Occam's Tool| 7.16.12 @ 8:34PM
Jeez. Sorry---"grandeur," "prepubescent."
Jon| 7.16.12 @ 11:34AM
I went to Michigan Tech, right in the middle of the Keweenaw peninsula, back in the 70s. We did a lot of camping, on the lake shore as well as inland, Spring, Summer, Fall and Winter. I can tell you we swam in Lake Superior, but it was in mid-summer and in sheltered coves in the top foot or two of water. If you went any deeper you would freeze any time of year.
Petronius| 7.16.12 @ 11:39AM
Say yeah to the the U P 'a. You left out the most important item the average tourist needs to know. How much is the Toll to cross that bridge?
namfos| 7.16.12 @ 11:46AM
I once went to Michigan Tech for 2 days of business meetings from NYC - I basically spent the week on the road. I love the country up there. I commend to you Jim Harrison's novella Brown Dog in which Superior figures importantly. And for Yooper stories those by Robert Traver (Anatomy of a Murder, Trout Madness) and Joseph Heywood (the Woods Cop series) are hard to beat.
ebonystone| 7.16.12 @ 2:02PM
Yes, the south shore from the Soo to Duluth is great, but so is the north (Minnesota) shore. Highway 61 is a great scenic drive, with several large state parks, filled with waterfalls. And there are man-made structures -- like the ore docks at Two Harbors and the taconite plant farther north -- to equal the Soo locks and the Mackinac bridge.
ebonystone| 7.16.12 @ 2:09PM
But, smokers be warned: in both Michigan and Wisconsin , the fascists in the statehouse have outlawed all smoking in hotels and motels. I think it's still o.k. to smoke in your own trailer or RV at a campground.
Occam's Tool| 7.16.12 @ 8:36PM
Well, if you want to pay to clean up the hotels by paying, say, double the price of non-smokers....funny, no smoker ever picks up on the damage their habit does to drapes, rugs, walls, etc.
ggoblue| 7.17.12 @ 12:10AM
don't be a tool...
the point is that it should be up to the host not the govt.
TJ-UP| 7.16.12 @ 4:20PM
Lake Superior is the best, and believe it or not, it does actually warm up sometimes. Yesterday, the surface temp was 71 degrees. Good article about the beautiful places surrounding Lake Superior, including the Keweenaw Peninsula, or Copper Country.
Skippy| 7.16.12 @ 4:46PM
Thank you so much for this wonderful brief glimpse of a place too few Americans are even aware of.
As a child we traveled from Detroit to the U.P. The bridge was brand new and seemed so out of place given that the approach roads were lil'ol' 2 lanes, and the towns just wide spots.
Copper Harbor State Park is at the tip of the Keewenaw Peninsula and the northern terminus of US Hwy 41(Florida Keys at the other end.)
There are no words(though Tracy has found a few of them)to describe the feeling of being at world's end on the shores of Superior.

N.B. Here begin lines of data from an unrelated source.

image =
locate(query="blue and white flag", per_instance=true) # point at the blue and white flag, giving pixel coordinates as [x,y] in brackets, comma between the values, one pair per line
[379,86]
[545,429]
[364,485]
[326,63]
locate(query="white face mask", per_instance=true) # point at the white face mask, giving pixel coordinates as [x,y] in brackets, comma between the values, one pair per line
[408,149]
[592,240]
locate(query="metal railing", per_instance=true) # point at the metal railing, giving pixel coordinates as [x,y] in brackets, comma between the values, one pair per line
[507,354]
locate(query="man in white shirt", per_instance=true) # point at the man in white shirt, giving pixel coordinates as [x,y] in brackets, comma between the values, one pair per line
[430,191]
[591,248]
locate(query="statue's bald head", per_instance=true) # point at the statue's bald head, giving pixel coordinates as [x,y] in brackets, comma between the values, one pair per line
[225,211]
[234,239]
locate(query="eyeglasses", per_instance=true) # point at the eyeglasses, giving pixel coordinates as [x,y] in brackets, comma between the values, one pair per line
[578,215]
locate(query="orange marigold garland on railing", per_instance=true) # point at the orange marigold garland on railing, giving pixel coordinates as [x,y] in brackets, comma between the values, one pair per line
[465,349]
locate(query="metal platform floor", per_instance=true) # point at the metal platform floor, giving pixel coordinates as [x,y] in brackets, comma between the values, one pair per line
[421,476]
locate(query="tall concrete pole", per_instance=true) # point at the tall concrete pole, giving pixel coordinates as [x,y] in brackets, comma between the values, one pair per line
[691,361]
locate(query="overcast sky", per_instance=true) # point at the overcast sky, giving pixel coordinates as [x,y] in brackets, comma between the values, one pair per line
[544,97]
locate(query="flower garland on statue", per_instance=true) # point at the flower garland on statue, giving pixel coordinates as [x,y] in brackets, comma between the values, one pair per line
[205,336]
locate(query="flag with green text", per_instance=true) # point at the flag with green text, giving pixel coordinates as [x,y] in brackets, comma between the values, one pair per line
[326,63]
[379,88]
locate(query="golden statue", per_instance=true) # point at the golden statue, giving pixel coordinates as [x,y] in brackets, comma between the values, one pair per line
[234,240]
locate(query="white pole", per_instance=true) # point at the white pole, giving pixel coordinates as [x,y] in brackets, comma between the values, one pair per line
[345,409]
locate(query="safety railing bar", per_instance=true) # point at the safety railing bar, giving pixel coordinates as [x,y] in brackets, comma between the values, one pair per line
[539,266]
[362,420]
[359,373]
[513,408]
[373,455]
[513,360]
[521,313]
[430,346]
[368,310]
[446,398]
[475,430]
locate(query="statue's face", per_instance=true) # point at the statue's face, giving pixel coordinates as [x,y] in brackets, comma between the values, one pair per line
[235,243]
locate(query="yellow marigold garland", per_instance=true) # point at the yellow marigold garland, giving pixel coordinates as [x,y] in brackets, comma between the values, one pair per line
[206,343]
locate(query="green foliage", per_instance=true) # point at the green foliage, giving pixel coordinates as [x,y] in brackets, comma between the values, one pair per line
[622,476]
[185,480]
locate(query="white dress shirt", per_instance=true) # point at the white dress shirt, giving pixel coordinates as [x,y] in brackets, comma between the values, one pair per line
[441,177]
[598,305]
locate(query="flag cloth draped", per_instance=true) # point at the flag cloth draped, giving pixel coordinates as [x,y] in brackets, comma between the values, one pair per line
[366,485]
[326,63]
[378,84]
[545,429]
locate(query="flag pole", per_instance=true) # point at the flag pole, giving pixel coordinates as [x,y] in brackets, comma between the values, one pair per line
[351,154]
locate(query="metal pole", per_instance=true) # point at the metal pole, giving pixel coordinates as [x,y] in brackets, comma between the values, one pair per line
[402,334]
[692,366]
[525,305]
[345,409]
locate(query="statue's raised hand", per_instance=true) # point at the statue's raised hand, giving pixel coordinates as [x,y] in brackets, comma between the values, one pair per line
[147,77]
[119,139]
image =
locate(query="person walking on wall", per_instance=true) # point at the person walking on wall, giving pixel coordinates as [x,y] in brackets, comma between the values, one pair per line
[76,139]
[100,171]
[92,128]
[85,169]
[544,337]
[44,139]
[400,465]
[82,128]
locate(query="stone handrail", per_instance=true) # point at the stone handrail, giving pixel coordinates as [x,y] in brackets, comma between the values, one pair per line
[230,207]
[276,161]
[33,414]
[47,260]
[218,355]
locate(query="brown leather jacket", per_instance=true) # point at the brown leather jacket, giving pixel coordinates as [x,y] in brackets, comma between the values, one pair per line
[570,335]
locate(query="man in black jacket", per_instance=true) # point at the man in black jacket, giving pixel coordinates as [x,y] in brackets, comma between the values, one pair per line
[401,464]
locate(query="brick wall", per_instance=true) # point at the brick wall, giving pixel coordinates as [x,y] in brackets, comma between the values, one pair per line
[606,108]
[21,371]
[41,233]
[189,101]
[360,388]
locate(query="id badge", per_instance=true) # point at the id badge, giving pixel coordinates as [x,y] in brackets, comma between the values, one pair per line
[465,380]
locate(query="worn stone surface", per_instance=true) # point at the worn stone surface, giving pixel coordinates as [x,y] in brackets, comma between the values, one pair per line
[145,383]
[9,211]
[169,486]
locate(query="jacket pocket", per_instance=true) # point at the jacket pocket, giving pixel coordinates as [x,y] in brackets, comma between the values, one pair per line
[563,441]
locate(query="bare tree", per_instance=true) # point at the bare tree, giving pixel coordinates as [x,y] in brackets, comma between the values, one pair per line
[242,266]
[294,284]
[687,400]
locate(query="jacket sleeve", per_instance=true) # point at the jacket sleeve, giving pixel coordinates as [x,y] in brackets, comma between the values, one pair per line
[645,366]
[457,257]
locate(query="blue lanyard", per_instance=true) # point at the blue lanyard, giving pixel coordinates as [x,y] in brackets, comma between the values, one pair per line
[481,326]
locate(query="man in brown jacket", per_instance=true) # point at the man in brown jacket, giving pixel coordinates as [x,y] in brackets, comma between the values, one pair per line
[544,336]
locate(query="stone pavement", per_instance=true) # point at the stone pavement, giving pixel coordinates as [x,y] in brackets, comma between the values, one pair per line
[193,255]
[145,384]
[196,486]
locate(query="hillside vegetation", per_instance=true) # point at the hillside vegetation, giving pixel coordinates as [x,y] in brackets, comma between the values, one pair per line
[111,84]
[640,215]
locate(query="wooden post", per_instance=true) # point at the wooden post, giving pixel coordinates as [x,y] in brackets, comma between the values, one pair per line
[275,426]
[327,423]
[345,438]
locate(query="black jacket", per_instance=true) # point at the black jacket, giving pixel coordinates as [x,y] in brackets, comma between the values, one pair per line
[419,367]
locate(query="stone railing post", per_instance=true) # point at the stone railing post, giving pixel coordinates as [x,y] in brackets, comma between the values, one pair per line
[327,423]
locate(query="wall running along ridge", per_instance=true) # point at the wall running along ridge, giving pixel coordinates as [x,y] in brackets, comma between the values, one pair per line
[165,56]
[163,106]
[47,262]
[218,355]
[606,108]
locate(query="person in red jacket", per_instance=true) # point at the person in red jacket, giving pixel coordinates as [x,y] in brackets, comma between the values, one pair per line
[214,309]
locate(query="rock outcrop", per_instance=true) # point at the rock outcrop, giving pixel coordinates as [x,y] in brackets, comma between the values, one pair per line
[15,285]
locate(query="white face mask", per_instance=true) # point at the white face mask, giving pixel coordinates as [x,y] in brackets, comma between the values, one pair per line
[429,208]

God willing I will see it again prior to my departure from this earth.
Pat Korten | 7.17.12 @ 4:49PM
As a "Yooper" who's been in the D.C. area for 40 years, your article takes me back. My dad was a mining engineer there, back before the mines played out. I was a kid there before the Mackinac Bridge was built, and to us, the Lower Penninsula might just as well have been on the other side of the world. (We always rooted for the Packers, not the Lions) It's some of the most beautiful country you'll ever see. Sorry to see that the Ojibway Hotel has become a Ramada, but I suppose that's better than being torn down. Visit in July! January can be a bit cold and wintry. And don't miss Mackinac Island. Take the kids. They can wander the island all day, and the worst that can happen to them is that they step in a little horse poop or have to dodge a bicycle.
Aida Norman| 8.10.12 @ 12:57AM
I have only heard about this lake but I always want to feel like going there. But this year I will definitely plan to go for a holiday.